Kiedy przeprowadziłam się w okolice stajni, od razu się do niej zapisałam. Słyszałam różne opinie o Stajni Nimfy i postanowiłam spróbować. Od razu poszłam do stajni, gdzie oglądałam różne konie. Nagle zauważyłam brązowo-białą klacz, która nie mogła ustać w miejscu. Zerknęłam na tabliczkę z imieniem na jej boksie. "American Dream". Poszłam do siodlarni a stamtąd wyjęłam jej komplet oraz skrzynkę z jej imieniem. Znajdowały się tam szczotki. Wzięłam też jej kantar i jakiś uwiąz. Założyłam klaczy kantar i podpięłam do niego uwiąz. Wyprowadziłam klacz z boksu i zaczęłam czyścić ją w stajni. Był mały problem, bo cały czas chciała ugryźć szczotkę, później zgrzebło a na koniec nie chciała dać nogi, by wyczyścić jej kopyta. Ale jakoś poszło. Założyłam klaczy ogłowie i czaprak, później siodło. Zapięłam jej jeszcze napierśnik i pogłaskałam ją po pysku. Nigdy nie widziałam tak pięknego konia. Był to pierwszy koń tej rasy, z jakim miałam styczność. Wyprowadziłam klacz ze stajni i wsiadłam na nią. Miałam zamiar pojechać z nią w teren, żeby trochę poskakała. Popędziłam ją do kłusa.
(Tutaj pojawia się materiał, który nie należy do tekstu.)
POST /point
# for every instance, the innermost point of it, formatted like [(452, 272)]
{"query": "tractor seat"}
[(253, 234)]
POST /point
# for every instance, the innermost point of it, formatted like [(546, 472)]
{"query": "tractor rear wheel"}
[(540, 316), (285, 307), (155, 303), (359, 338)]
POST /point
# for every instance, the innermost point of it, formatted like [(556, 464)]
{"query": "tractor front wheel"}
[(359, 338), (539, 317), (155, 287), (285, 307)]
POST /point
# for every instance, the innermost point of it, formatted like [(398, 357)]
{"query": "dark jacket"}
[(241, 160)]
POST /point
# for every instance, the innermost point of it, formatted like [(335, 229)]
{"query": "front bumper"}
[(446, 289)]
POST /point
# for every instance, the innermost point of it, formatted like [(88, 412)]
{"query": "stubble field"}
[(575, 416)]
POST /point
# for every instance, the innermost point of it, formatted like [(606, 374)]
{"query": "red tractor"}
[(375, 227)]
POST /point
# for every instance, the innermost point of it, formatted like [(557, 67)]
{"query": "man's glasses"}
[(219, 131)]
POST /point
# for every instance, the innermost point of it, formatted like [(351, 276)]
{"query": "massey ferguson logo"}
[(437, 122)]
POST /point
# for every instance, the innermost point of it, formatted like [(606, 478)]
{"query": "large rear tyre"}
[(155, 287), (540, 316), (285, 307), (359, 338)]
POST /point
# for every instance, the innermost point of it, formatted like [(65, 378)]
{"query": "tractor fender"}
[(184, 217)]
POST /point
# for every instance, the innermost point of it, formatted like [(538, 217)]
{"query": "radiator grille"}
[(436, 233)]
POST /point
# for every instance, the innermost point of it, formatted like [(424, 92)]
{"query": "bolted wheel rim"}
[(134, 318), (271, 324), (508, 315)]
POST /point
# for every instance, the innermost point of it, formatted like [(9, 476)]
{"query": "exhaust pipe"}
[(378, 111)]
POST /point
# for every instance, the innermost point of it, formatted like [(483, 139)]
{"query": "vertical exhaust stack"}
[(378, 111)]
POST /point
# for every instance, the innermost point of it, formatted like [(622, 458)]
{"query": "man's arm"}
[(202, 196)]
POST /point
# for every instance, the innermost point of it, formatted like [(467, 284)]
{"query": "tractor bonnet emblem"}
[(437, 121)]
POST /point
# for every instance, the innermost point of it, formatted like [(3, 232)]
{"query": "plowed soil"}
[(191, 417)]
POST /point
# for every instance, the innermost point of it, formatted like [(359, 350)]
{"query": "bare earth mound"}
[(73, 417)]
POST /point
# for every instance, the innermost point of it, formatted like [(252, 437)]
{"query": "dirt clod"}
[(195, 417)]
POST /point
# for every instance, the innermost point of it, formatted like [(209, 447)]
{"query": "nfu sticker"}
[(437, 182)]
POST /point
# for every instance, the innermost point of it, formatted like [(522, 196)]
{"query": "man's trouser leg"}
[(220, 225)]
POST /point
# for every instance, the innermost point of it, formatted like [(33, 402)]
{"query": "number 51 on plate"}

Zaczęła strasznie wybijać. Cały czas lekko ciągnęłam wodzę, dochodziło też do nieczęstego szarpnięcia. Klacz nie chciała współpracować. Gdy znalazłyśmy się na jakiejś łące z wielkimi kamieniami, obalonymi drzewami, rzeczkami, to się zatrzymałyśmy. Idealnie. Popędziłam klacz do wyciągniętego galopu. Już chciała cwałować. Jeszcze chwilę podtrzymałam ją w wyciągniętym galopie, po czym pozwoliłam jej rozpędzić się do cwału. Klacz tylko czekała na sygnał, po czym rozpędziła się tak, że fala zimnego powietrza uderzyła mnie w twarz. Cały czas uśmiechałam się, gdy tak biegła. W końcu przeskoczyła wysokie dosyć, obalone drzewo. Potem skoczyła przez rzeczkę. Poskakałyśmy jeszcze przez kamienie. Zwolniłam klacz do kłusa i poklepałam ją po szyi.
- Ładnie, dziewczyno, ładnie! - pochwaliłam klacz głaszcząc ją cały czas.
Nawet nie zauważyłam, że te skoki zajęły nam z dobrą godzinkę.
- Zmęczona? - sapnęłam.
Klacz nie dawała żadnych oznak zmęczenia. Galopem podjechałyśmy pod stajnię. Zsiadłam z American Dream i zaczęłam prowadzić ją do jej boksu. Zaczęłam ją rozbierać i czyścić. Gdy była już rozebrana i wyczyszczona, zaniosłam wszystkie jej rzeczy do siodlarni, by przynieść uwiąz i kantar. Założyłam jej go i podpięłam uwiąz. Poprowadziłam ją przed siodlarnię i wyciągnęłam koc oraz derkę. Przykryłam ją kocem, a potem założyłam jej derkę. Na początku stawiała opór, ale dała się opatulić ciepłem. Wprowadziłam ją z powrotem do boksu, by odpiąć uwiąz i zacząć głaskać ją i się do niej przytulać. Ama była serio pięknym i utalentowanym koniem, ale była trudna. Nie chciałam jednak, by to się zmieniło. Może pokazuje, że ona chce rządzić, ale przy odpowiedniej ręce jest w stanie współpracować. I to właśnie mi się w niej podobało. Wyciągnęłam z kieszeni bluzy marchew i jabłko, po czym podałam klaczy. Dostała jeszcze trochę wody w pokojowej temperaturze i znów zaczęłam ją głaskać.
- Ładny koń. Serio, jesteś niesamowita! - uśmiechnęłam się do konia.
W końcu wyszłam z boksu i się z nią pożegnałam, po czym poszłam do domu.